Josh Robinson

Personal information
- Born: March 13, 1996 (age 30) St. Louis, Missouri, U.S.
- Listed height: 6 ft 2 in (1.88 m)
- Listed weight: 185 lb (84 kg)

Career information
- High school: St. Mary's (St. Louis, Missouri)
- College: Austin Peay (2014–2017)
- NBA draft: 2017: undrafted
- Position: Guard

= Josh Robinson (basketball) =

American basketball player (born 1996)

Josh Robinson (born March 13, 1996) is an American professional basketball player.

== High school and college career ==
Robinson was a stand-out scorer for St. Mary's High School, averaging 35.8 points a game as a senior en route to Player of the Year and Offensive Player of the Year (by the Archdiocesan Athletic Association Large Division) honors.

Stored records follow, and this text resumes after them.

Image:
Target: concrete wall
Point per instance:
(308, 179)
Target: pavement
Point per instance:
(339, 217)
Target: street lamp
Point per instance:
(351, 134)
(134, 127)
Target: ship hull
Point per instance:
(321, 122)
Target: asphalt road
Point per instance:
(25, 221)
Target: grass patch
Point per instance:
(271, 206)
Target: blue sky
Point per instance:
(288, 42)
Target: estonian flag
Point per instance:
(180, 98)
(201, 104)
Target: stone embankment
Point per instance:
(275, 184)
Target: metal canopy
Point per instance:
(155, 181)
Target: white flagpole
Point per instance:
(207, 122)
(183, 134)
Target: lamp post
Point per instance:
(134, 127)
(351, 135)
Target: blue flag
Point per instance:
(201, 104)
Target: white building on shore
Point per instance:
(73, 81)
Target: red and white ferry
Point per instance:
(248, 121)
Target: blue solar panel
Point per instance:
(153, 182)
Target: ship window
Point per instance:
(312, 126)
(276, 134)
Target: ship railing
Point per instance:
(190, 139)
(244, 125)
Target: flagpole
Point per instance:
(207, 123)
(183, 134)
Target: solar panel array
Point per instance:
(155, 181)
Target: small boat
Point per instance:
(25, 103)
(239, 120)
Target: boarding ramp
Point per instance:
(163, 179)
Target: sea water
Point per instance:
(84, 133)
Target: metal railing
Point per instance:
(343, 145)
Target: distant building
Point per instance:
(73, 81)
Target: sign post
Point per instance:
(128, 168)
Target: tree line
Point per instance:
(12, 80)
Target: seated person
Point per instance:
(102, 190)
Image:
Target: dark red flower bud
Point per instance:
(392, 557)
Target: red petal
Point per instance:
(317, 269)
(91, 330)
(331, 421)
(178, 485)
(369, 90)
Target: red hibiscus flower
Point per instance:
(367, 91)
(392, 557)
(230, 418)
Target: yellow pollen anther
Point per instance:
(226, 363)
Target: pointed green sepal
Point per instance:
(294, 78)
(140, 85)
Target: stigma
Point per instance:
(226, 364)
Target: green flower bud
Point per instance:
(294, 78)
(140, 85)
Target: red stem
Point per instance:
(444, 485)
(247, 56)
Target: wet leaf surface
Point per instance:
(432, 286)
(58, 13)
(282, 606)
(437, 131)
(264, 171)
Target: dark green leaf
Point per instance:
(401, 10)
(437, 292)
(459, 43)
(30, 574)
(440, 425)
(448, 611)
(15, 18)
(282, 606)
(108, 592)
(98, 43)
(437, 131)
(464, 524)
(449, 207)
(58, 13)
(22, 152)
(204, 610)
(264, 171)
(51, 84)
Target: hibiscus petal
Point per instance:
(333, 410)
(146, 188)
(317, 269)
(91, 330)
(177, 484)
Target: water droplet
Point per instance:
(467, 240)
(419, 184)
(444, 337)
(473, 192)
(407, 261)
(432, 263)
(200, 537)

Mostly coming off the bench, he averaged 9.9 points per contest in his freshman year (2014–15) at Austin Peay. He increased his scoring output as a sophomore, pouring in 16.9 points a game for the Governors, making 72 triples on the season, while pulling down 3.1 rebounds and handing out 2.6 assists per outing. As a junior, Robinson scored 20.3 points per game, having converted 71-of-194 from beyond the arc. He also averaged 3.5 assists and 3.0 rebounds per contest. In early March 2017, Robinson was arrested on drug charges and subsequently suspended indefinitely by Austin Peay for a violation of team rules.

Robinson opted to enter the 2017 NBA draft as an underclassman, but was not taken by any team.